The iPhone camera has come a long way through improved lenses and a host of software-driven technical tricks such as image stabilization. But one feature has eluded Apple Inc.: a proper optical zoom, such as those found in DSLRs. But that could change in a future iPhone, an invention from the tech firm reveals.

A patent granted to Apple and published by the U.S. Patent and Trademark Office Tuesday, titled “Digital Camera with Light Splitter,” shows how the next iPhone could use a mirror to reflect light and pave the way for a zoom lens installed on the iPhone's horizontal axis. The so-called light splitter cube would split the light into three color components and send each into a separate image sensor. The invention could provide increased color accuracy while eliminating the need for color processing as found with traditional camera sensors that contain an array of red green and blue pixels, according to AppleInsider. 
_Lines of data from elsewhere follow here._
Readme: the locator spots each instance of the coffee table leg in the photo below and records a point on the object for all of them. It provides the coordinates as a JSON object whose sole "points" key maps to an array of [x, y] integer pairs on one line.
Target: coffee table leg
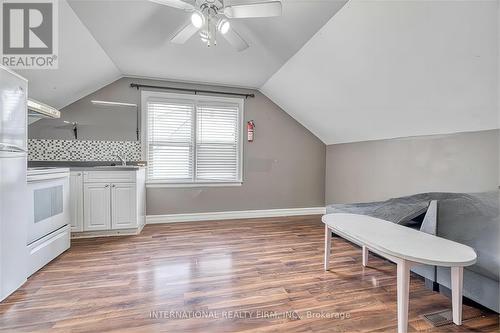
{"points": [[457, 274], [365, 255], [403, 295], [328, 245]]}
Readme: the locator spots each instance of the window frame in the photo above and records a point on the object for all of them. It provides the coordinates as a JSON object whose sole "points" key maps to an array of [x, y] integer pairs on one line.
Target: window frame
{"points": [[158, 95]]}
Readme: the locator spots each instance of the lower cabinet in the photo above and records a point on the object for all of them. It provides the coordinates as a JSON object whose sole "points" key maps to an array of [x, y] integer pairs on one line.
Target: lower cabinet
{"points": [[109, 200], [76, 200], [123, 206], [96, 207]]}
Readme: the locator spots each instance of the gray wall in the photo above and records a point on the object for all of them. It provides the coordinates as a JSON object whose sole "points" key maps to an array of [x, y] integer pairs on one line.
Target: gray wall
{"points": [[283, 168], [378, 170]]}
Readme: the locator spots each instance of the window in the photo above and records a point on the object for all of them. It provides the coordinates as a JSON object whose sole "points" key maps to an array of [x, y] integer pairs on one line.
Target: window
{"points": [[192, 140]]}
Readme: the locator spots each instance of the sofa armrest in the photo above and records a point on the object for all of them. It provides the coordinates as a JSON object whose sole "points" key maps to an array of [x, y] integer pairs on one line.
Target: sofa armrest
{"points": [[429, 225]]}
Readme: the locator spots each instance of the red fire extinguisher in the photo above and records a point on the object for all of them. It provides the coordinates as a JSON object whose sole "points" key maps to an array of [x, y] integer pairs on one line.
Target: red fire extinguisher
{"points": [[250, 130]]}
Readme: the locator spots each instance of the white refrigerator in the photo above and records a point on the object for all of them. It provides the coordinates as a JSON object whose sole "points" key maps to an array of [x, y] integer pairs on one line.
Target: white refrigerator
{"points": [[13, 187]]}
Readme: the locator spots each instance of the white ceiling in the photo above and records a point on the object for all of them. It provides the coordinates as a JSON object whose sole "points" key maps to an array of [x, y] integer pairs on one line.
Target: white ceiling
{"points": [[83, 65], [387, 69], [136, 34]]}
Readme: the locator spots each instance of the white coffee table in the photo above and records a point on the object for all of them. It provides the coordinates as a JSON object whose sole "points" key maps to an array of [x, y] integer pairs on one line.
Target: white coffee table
{"points": [[405, 247]]}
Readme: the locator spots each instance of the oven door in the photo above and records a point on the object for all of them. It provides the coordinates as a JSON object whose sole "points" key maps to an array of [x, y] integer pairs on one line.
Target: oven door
{"points": [[49, 199]]}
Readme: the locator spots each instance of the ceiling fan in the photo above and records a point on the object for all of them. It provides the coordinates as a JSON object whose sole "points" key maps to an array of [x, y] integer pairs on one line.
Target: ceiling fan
{"points": [[211, 17]]}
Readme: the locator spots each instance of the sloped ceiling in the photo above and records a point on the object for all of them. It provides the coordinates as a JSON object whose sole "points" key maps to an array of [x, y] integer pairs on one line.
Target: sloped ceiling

iphone deflector The light splitter could lead to a more advanced iPhone camera when combined with other components. Photo: USPTO/Apple

With the company’s iPhones getting thinner, adding more camera features to the smartphone has become increasingly difficult due to the thickness of the camera assembly. Most recently this was seen with the optical image-stabilizer, which was added only to the slightly thicker iPhone 6 Plus. By placing the assembly in a horizontal position, it would afford more space to add camera features.
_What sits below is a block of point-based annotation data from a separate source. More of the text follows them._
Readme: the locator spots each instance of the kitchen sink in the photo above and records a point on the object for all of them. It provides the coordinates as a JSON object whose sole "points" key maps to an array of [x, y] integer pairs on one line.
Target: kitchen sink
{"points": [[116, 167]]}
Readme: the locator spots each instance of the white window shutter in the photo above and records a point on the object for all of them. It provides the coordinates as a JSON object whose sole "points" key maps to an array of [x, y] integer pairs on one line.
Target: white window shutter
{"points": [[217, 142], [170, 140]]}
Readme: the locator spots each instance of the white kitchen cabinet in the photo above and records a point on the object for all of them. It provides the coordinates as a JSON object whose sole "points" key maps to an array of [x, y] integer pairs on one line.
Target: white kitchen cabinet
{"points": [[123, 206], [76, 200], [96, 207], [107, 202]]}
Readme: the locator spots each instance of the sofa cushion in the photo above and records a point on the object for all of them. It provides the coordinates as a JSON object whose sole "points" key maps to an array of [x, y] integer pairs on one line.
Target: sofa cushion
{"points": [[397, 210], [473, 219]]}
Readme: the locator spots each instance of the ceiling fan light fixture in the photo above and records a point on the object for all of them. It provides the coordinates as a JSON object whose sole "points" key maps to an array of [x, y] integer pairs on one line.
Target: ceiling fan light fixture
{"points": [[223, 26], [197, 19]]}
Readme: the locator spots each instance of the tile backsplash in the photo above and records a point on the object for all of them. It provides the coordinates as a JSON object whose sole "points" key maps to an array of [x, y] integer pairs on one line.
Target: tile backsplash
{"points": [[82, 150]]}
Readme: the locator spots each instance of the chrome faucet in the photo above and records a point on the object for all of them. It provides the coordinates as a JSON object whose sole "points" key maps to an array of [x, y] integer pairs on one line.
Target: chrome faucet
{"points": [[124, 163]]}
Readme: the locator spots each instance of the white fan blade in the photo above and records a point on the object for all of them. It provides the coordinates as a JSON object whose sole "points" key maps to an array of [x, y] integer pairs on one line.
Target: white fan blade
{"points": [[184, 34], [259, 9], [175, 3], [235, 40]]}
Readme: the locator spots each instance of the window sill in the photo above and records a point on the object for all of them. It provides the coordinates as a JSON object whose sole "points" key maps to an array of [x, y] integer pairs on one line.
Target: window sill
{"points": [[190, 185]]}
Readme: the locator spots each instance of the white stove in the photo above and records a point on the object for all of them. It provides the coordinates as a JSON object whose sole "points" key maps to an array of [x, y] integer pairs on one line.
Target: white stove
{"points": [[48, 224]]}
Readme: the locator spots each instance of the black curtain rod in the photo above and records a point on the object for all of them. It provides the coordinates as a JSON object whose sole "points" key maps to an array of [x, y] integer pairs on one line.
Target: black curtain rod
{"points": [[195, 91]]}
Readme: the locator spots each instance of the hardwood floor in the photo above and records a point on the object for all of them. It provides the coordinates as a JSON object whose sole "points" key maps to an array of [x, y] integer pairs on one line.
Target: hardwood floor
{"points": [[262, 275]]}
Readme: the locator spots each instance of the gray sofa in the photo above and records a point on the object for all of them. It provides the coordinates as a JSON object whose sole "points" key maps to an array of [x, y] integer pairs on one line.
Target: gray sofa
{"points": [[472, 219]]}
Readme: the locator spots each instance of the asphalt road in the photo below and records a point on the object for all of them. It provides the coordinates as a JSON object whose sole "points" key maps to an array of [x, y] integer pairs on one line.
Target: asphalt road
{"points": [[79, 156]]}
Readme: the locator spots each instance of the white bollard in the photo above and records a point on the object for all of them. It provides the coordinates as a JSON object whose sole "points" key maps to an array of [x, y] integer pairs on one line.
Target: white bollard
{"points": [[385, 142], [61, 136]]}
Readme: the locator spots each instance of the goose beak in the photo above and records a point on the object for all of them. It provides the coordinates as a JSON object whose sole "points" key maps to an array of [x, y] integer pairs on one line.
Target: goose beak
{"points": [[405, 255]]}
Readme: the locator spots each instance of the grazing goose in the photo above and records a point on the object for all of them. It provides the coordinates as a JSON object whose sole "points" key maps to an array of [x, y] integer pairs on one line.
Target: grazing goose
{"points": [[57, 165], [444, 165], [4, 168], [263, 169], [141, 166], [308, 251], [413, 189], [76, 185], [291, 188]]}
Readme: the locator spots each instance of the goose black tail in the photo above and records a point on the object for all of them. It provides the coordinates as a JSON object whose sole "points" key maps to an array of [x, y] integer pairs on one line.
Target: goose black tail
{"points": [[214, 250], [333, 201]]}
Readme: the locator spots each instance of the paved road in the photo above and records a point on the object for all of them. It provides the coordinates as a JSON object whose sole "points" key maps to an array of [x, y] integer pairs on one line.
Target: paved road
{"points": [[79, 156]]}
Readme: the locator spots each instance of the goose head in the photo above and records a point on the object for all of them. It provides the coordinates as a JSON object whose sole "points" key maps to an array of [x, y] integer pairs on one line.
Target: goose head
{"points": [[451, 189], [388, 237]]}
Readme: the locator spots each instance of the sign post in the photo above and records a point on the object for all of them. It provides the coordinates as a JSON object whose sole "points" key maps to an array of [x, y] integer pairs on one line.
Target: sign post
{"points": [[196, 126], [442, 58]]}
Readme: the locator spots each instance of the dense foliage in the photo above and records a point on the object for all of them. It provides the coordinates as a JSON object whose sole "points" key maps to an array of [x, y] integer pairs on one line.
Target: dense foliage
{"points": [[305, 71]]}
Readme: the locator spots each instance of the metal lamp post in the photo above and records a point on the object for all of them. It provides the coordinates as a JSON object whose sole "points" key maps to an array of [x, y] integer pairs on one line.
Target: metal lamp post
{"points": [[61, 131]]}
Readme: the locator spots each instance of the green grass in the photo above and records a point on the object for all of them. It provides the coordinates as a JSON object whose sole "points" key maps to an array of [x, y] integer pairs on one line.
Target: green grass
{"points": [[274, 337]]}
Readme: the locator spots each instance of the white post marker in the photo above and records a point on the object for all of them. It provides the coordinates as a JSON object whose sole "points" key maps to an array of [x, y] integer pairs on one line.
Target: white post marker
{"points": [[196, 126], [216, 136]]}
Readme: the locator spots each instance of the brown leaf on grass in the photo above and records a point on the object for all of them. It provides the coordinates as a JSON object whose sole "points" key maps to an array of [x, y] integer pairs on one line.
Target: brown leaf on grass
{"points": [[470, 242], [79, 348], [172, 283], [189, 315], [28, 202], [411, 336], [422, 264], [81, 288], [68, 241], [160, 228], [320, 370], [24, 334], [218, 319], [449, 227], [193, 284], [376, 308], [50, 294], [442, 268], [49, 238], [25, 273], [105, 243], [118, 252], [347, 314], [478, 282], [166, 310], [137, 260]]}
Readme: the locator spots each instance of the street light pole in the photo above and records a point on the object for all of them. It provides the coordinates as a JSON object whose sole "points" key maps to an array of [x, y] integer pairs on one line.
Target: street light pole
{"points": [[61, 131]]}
iphone camera module zoom Coupled with a mirror, the light splitter could make it possible for a future iPhone to have new features such as a zoom lens. Photo: USPTO/Apple

While Apple’s next iPhone has yet to be officially announced or unveiled, the smartphone is expected to retain a similar shape to the iPhone 6 while adding features such as Force Touch, first introduced with the Apple Watch. And this latest patent adds to rumors in January, which indicated the company is looking to improve the camera on its next smartphone.

It’s unknown if or when the company plans to apply the invention to future devices, as is the case with most of its patents and patent applications. Apple filed the patent on Sept. 9, 2011, and credits Apple core design camera design director Steven Webster and optical engineer Ning Chan for the invention.